2. Configure a node pool to automatically provision GPU nodes on request. (See config below)
3. Launch a CUDA vector add sample workload that requests 1 GPU (in our case, we launch it as a Job -- see config below)
4. Observe the Karpenter logs. You'll notice that it finds provisionable pods multiple times for the same exact pod. It also creates multiple nodeclaims and launches multiple nodes. (In tests I've run, it tends to create 3 nodeclaims, and provision 2 actual instances, all within the same AZ)
5. After awhile, the Job (step 3) completes.
6. Because of consolidation, all of the multiple nodes and nodeclaims related to this GPU workload get cleaned up.
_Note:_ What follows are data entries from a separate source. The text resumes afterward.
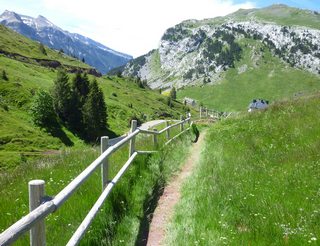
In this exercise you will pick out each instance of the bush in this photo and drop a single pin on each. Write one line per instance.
(42, 111)
(4, 75)
(194, 130)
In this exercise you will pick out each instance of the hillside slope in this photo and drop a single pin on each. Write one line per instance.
(20, 139)
(208, 52)
(197, 52)
(259, 178)
(73, 44)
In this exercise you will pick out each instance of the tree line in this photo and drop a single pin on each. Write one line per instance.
(78, 104)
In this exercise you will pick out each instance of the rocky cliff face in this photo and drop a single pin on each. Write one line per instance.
(42, 30)
(197, 52)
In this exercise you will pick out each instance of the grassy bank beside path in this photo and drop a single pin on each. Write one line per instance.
(257, 182)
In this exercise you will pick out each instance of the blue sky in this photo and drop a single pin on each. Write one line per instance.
(133, 26)
(303, 4)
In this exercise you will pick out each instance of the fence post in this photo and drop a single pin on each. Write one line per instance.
(155, 138)
(132, 140)
(168, 130)
(36, 194)
(104, 165)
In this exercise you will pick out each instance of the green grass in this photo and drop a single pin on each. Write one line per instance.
(16, 43)
(20, 139)
(267, 77)
(123, 218)
(257, 182)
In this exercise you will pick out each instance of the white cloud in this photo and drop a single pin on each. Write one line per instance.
(133, 27)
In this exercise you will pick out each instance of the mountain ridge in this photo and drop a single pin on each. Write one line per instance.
(197, 52)
(42, 30)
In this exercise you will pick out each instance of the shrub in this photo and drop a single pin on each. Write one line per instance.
(42, 111)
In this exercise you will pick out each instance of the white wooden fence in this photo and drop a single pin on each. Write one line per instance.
(40, 208)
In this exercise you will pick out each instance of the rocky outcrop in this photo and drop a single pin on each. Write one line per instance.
(198, 52)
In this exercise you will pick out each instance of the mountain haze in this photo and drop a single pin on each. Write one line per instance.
(42, 30)
(203, 52)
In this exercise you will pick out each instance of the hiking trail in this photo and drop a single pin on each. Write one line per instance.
(171, 196)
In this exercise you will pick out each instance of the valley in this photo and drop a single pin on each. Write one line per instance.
(253, 177)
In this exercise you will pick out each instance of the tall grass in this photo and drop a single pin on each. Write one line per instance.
(125, 215)
(257, 182)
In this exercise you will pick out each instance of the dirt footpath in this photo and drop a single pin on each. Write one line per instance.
(171, 197)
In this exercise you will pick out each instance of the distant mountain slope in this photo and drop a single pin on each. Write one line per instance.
(25, 68)
(202, 52)
(42, 30)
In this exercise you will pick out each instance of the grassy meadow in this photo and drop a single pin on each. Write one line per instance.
(20, 139)
(257, 182)
(124, 218)
(263, 75)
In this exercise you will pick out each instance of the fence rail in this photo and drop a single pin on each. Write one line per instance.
(34, 221)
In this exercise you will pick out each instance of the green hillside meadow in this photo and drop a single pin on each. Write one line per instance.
(257, 182)
(265, 76)
(20, 139)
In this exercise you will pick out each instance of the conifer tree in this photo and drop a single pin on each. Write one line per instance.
(4, 75)
(42, 49)
(79, 93)
(42, 110)
(173, 93)
(80, 86)
(62, 95)
(94, 112)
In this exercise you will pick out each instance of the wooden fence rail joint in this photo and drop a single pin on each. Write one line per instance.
(42, 205)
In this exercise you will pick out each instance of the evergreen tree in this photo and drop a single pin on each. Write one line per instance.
(80, 86)
(62, 96)
(173, 93)
(42, 111)
(42, 49)
(79, 92)
(94, 113)
(4, 75)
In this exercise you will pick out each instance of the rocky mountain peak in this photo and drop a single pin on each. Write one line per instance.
(200, 52)
(10, 17)
(83, 48)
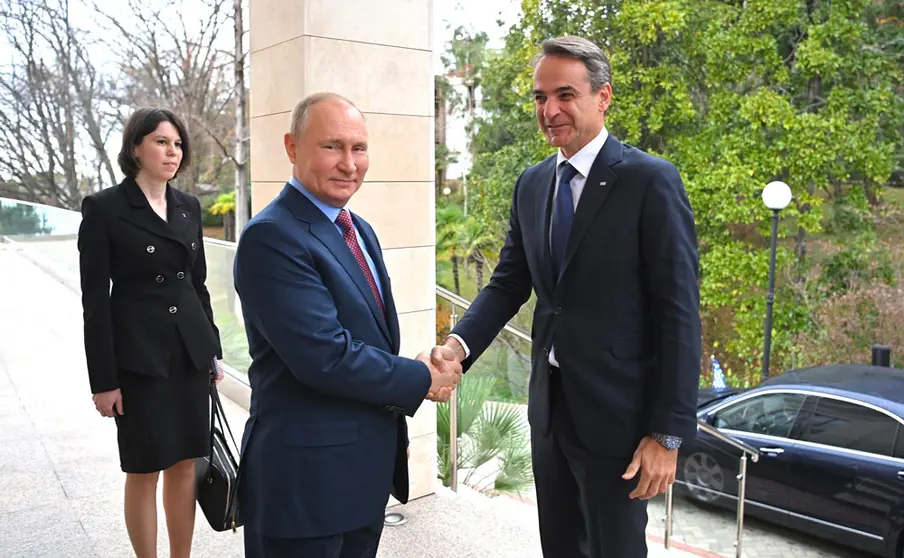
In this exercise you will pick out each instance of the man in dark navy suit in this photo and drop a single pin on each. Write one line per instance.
(605, 236)
(325, 444)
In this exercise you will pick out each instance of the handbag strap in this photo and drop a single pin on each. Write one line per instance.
(217, 411)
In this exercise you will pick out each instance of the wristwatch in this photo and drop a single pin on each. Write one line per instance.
(666, 441)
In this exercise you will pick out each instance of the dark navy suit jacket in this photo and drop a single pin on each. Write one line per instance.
(623, 315)
(325, 442)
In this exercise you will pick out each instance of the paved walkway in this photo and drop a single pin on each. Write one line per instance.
(60, 483)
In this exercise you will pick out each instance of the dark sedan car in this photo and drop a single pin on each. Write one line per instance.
(831, 445)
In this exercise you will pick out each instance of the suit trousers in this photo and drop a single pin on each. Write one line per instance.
(359, 543)
(583, 502)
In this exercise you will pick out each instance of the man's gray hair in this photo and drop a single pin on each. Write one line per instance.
(593, 57)
(303, 108)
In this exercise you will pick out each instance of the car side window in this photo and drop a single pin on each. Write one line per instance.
(847, 425)
(771, 414)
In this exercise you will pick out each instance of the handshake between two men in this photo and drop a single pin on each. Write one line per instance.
(444, 364)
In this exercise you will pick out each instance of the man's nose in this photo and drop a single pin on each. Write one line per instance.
(347, 162)
(550, 109)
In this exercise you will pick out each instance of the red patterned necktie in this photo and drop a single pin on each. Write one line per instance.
(351, 239)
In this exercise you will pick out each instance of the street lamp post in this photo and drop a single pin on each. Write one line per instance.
(776, 196)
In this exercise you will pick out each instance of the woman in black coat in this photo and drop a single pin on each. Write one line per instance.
(150, 342)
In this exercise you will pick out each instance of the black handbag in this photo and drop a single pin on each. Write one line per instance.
(217, 474)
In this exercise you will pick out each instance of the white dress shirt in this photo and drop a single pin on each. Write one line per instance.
(582, 161)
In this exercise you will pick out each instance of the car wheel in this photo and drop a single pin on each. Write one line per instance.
(703, 477)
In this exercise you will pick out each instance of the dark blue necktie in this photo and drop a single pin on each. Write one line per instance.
(562, 215)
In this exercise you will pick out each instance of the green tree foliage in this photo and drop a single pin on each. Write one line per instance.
(736, 94)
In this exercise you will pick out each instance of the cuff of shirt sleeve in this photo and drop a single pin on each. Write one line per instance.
(463, 344)
(666, 441)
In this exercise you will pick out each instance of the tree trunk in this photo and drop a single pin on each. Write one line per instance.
(455, 279)
(241, 157)
(229, 226)
(478, 264)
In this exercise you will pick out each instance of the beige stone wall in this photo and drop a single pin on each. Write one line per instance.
(378, 54)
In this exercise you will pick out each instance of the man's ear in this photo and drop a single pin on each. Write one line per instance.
(289, 142)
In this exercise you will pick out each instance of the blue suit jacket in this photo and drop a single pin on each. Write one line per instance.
(325, 442)
(624, 313)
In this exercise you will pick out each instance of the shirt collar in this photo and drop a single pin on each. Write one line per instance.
(583, 160)
(332, 213)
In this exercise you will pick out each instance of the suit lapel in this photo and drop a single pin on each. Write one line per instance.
(547, 188)
(143, 216)
(178, 216)
(327, 233)
(600, 182)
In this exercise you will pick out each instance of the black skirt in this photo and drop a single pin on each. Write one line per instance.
(165, 420)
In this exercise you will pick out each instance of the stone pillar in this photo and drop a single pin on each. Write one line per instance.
(379, 55)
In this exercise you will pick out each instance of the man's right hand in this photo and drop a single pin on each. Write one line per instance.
(445, 372)
(107, 402)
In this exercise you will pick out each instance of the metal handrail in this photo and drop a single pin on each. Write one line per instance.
(730, 440)
(746, 449)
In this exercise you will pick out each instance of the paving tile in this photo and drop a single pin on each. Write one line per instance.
(24, 489)
(49, 530)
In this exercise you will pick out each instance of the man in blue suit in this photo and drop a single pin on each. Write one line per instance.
(604, 234)
(326, 441)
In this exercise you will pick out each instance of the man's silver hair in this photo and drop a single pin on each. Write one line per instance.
(593, 57)
(303, 108)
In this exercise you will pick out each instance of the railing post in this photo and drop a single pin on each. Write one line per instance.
(453, 423)
(669, 493)
(742, 494)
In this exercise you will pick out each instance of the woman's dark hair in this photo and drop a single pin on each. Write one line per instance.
(142, 122)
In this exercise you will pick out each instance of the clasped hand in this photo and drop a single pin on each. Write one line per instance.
(445, 372)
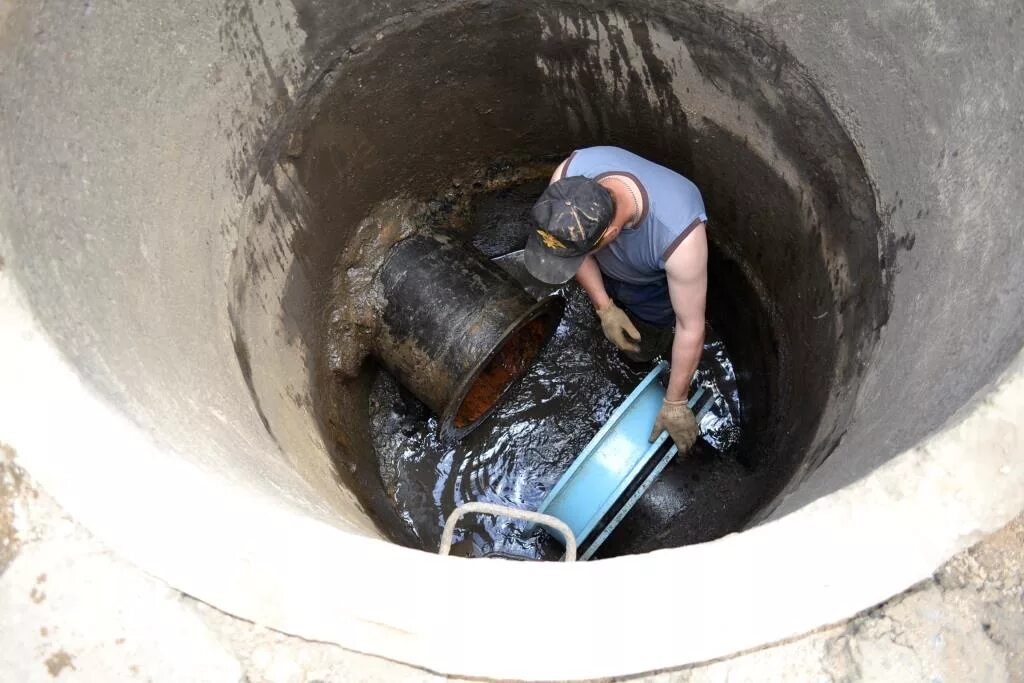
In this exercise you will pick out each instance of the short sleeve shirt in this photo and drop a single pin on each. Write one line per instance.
(672, 209)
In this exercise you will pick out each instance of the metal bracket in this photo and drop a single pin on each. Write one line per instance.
(501, 510)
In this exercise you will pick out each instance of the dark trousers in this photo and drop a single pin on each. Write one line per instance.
(650, 310)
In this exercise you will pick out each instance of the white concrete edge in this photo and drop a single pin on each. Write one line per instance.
(261, 560)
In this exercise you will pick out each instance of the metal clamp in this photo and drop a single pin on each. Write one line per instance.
(501, 510)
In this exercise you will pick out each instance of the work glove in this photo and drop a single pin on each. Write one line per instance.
(677, 418)
(619, 329)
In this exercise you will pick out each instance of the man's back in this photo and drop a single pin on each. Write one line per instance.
(671, 207)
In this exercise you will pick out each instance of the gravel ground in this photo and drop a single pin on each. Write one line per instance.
(72, 610)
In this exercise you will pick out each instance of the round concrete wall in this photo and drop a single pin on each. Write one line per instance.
(180, 187)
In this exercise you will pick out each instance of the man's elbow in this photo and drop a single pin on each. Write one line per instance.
(690, 332)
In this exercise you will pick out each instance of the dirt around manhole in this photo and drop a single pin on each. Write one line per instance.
(13, 487)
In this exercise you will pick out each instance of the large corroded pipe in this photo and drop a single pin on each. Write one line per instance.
(456, 330)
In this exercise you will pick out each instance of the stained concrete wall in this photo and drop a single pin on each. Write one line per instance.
(132, 139)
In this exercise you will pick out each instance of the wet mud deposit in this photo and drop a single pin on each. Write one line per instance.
(488, 101)
(518, 454)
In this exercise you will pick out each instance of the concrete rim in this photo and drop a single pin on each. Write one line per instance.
(262, 560)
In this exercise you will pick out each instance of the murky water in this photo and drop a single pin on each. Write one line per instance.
(519, 453)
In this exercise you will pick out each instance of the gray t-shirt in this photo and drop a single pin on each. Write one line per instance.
(672, 208)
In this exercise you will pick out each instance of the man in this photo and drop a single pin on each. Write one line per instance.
(633, 233)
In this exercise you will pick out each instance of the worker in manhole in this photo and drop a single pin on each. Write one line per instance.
(632, 232)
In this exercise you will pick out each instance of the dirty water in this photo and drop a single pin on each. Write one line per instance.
(518, 454)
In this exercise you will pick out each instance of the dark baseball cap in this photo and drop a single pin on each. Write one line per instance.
(571, 216)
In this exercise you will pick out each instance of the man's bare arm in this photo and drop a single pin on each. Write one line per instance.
(687, 274)
(590, 279)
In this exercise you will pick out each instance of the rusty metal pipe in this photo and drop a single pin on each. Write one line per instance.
(456, 330)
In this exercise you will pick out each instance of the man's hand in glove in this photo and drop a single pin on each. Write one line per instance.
(619, 329)
(677, 418)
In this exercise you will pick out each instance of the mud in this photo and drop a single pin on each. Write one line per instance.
(794, 226)
(517, 455)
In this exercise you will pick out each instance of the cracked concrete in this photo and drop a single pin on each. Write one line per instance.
(74, 611)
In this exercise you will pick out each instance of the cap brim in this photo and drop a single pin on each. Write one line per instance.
(547, 267)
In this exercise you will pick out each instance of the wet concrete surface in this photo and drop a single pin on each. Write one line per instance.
(518, 454)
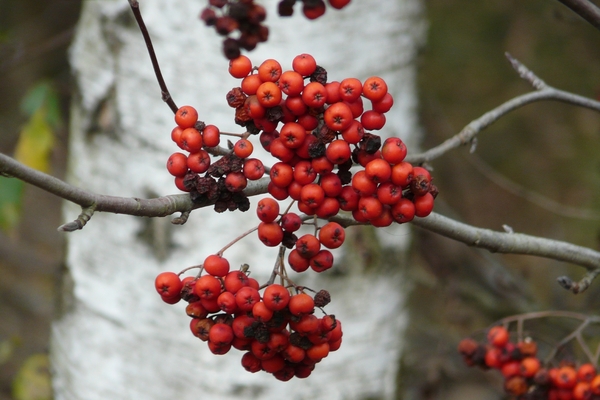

It seems to provision multiple instances, and one "wins" receiving the workload, after which the duds get cleaned up. It's almost as if the workload hasn't scheduled onto the node within a few seconds, it wants to try again as if it thinks the node is bad. Yet it doesn't say anything like that in the logs, and it doesn't try to terminate it until the Job is complete. Or else it's running its reconciliation loop in multiple "threads" or contexts that aren't communicating properly, duplicating the provisioning work.

I've also tried enabling DEBUG logging, but I don't see anything particularly useful.

Expected Behavior:

Only a single GPU nodeclaim and node gets provisioned.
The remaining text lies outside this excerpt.